If eurozone member states such as Greece have allowed their domestic costs to rise and their economies to become uncompetitive, there is a long hard road back to competitiveness again. Reforms are needed in their labour markets, and there are many inefficiencies in transport, energy and services that need to be dealt with. All this has to be done against the background of a fixed exchange rate,
Countries outside the eurozone, notably the UK, have the option of easing the path to reform by devaluing their currencies. The pound has slumped in value by around 30 per cent since the financial crisis first broke. Devaluation is not a route to prosperity – it makes everyone poorer! – but it can make some of steps back to prosperity a little easier to take.

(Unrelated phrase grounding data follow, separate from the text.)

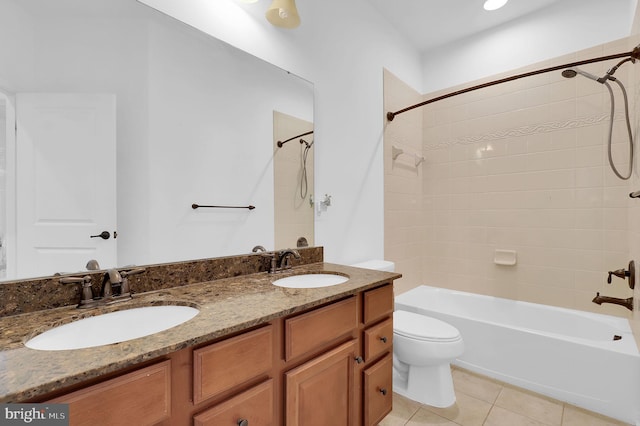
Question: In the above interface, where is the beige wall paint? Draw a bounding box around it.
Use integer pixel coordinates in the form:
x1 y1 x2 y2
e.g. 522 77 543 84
273 111 314 250
385 36 640 324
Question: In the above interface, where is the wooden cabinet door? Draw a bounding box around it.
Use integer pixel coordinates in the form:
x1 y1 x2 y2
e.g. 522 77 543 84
363 354 393 426
285 340 357 426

If the euro did not exist, many more countries would have the devaluation option available, but, contrary to what Daniel Hannan has suggested, that that would make matters worse. This is for two reasons.
First, any change in exchange rates is in itself a cost. Imagine if the foot fluctuated against the metre, or if the number of minutes varied in the hour. The change in the relative value of money between two countries has the same kind of effect. Trying to restart economic growth by loading new costs onto business would be counterproductive.
Secondly, while a one-off devaluation might improve the international competitive position of the devaluer – as it has for the UK – it harms, by definition, the competitive position of its trading partners. So if every country is trying to gain an advantage by devaluing, all that results is that every country does harm to everyone else. Daniel Hannan’s notion of devaluation all round is simply impossible to achieve, and would be mutually damaging to try.
The 1930s were characterised by competitive devaluations of this sort; in the current economic crisis, that strategy has, fortunately, been rejected so far in favour of interdependence and coordination, but for how much longer?
The BBC reports that the Swiss government is holding an emergency meeting to discuss the recent rise in the Swiss exchange rate. The Swiss franc is up 30 per cent in a year against the dollar and also against the euro, which is very bad news for Swiss exporters. Switzerland’s Federation of Small and Medium Businesses is even reported as calling the situation a “crisis”.
Were it not for the euro, many more European countries would be contemplating the Swiss problem, and planning how to do harm to their neighbours in retaliation for harm that had been done to them. For all the problems that Europe is facing right now, at least we are spared that one.